I think this is happening because ScreenSaver::lockScreen() runs the screen locker command asynchronously. lxqt-session calls this function before going into sleep, so the screen locker and the process of putting the system to sleep end up racing each other.

Some screen lockers, like Swaylock, support sending a notification to the caller once the screen is fully locked:

-R, --ready-fd <fd>
    File descriptor to send readiness notifications to.

    When the session has been locked, a single newline is written to the FD.
    At this point, the compositor guarantees that no security sensitive content
    is visible on-screen.

It might be possible to integrate with features such as these if they are available; this could obviously vary from locker to locker, so it may require special support like LXQt has for individual Wayland compositors.
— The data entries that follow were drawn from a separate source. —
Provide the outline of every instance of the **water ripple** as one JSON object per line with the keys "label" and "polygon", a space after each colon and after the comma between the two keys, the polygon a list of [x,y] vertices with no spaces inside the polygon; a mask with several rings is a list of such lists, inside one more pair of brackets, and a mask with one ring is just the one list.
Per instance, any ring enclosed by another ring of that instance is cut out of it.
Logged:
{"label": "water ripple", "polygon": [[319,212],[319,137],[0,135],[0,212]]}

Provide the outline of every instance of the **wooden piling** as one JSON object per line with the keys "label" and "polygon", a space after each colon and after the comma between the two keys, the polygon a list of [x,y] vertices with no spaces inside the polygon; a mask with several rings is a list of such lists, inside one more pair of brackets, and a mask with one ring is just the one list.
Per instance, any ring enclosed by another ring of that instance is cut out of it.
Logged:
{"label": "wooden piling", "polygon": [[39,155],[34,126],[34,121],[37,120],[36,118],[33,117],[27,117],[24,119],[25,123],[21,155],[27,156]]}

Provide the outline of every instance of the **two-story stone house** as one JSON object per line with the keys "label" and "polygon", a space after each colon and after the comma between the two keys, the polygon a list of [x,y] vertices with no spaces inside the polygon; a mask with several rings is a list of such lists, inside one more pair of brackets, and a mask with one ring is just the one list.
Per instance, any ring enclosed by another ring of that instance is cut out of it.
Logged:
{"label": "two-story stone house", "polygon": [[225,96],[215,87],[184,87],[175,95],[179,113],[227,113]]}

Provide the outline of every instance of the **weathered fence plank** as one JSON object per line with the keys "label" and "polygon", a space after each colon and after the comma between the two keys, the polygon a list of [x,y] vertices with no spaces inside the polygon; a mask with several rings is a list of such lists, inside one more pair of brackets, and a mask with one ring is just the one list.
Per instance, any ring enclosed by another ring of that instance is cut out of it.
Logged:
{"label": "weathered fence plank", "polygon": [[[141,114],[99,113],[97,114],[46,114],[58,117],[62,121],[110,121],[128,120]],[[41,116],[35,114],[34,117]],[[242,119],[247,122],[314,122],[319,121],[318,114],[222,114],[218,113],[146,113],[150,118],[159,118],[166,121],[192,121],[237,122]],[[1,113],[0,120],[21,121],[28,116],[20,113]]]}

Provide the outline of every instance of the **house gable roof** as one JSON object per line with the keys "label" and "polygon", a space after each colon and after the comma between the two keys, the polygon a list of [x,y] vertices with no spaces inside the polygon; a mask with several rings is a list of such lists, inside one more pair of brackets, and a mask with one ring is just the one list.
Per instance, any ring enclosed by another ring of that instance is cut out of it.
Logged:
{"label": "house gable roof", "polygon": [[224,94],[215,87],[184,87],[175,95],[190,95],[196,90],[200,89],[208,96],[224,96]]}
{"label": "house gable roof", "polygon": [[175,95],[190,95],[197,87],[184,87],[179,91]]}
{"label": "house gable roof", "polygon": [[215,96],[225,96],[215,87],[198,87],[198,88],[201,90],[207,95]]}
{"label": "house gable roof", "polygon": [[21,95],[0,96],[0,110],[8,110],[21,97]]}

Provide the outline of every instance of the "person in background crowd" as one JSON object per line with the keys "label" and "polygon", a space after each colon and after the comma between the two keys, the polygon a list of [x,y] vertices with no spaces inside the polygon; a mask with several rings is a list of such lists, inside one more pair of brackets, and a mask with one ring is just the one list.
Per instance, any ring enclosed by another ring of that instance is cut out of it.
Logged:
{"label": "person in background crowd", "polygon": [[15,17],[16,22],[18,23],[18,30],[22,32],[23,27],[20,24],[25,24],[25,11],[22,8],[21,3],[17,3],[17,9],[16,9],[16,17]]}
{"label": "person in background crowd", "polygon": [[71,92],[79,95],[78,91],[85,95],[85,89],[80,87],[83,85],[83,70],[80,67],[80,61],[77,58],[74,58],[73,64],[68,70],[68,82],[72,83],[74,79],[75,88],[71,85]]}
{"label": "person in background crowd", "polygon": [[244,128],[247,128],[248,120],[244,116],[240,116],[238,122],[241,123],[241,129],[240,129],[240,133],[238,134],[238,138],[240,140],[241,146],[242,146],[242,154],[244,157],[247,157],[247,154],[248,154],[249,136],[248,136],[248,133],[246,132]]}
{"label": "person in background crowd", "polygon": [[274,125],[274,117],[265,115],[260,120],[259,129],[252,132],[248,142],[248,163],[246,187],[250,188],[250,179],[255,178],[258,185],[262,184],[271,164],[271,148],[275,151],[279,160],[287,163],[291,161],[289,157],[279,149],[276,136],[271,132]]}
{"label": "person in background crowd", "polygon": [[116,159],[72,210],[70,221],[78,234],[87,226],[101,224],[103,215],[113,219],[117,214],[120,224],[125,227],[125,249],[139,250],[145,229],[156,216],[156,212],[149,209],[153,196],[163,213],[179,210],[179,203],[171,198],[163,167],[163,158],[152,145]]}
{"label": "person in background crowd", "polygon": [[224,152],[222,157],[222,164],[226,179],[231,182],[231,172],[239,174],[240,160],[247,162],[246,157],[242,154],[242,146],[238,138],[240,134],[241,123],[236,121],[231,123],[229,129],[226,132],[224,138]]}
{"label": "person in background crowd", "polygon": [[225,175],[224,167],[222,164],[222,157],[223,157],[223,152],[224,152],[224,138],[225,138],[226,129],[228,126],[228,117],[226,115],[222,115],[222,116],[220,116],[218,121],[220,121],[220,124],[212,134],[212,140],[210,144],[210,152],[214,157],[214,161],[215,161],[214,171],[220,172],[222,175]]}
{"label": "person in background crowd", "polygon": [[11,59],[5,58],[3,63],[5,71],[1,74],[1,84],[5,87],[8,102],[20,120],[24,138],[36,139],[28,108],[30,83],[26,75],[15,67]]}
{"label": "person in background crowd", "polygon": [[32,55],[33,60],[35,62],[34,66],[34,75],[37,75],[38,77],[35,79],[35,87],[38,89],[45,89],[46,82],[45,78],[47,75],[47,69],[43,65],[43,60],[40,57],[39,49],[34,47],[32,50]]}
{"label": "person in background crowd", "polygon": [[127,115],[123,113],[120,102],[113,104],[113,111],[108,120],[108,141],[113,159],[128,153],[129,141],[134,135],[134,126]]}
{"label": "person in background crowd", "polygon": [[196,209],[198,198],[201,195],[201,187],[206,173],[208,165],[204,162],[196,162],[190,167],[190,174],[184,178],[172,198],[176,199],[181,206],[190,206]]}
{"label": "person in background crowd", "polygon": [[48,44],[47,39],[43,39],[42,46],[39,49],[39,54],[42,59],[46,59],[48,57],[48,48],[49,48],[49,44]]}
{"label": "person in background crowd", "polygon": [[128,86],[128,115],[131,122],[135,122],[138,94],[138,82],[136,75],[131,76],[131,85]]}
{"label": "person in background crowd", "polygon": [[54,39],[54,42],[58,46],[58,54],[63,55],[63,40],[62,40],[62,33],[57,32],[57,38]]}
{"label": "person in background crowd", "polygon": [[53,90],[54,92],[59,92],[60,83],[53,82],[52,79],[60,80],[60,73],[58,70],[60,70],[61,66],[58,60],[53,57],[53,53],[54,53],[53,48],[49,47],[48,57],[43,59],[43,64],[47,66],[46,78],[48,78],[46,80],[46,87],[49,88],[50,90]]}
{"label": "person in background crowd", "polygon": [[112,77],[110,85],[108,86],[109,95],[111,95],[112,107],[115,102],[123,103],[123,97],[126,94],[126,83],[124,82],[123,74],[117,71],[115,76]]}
A user-configurable "time to wait after locking screen before entering sleep" would also be useful for lockers that just don't offer any such notifications.

ArrayBolt3 avatar Nov 02 '25 18:11 ArrayBolt3

Maybe I'm missing something, but for that we have the delay setting here:

Image

stefonarch avatar Nov 02 '25 20:11 stefonarch

@stefonarch I missed that setting, that does look like what I was suggesting implementing. Having it in session settings is rather unintuitive though, it seems to me like users would probably find this a lot easier if it were in lxqt-config-powermanagement instead. But that's an unrelated issue.

A delay like this is nice for users who are able to tune the delay based on how fast their machine is, but I think it would still be useful to have integration with screen lockers that provide lock notifications. One second (or two, or five, etc.) might be more than enough for the lock screen to activate on a distro developer's system, but be less than enough for a user running a Core 2 Duo. (FWIW the Arch system I tested on has the timeout set to 0 ms I see, so this was basically "worst case scenario". But this is also the default configuration of Arch, so it's probably a pretty common scenario.)

ArrayBolt3 avatar Nov 02 '25 20:11 ArrayBolt3

Default is 0 afaik and yes: it needs always at least 1250ms (my experience), so probably we should choose another default like 1,5sec.

Didn't know about that signal and waiting for it would be nice. It looks only swaylock does have that atm and it needs to be run with arguments, which makes everything quite complicated.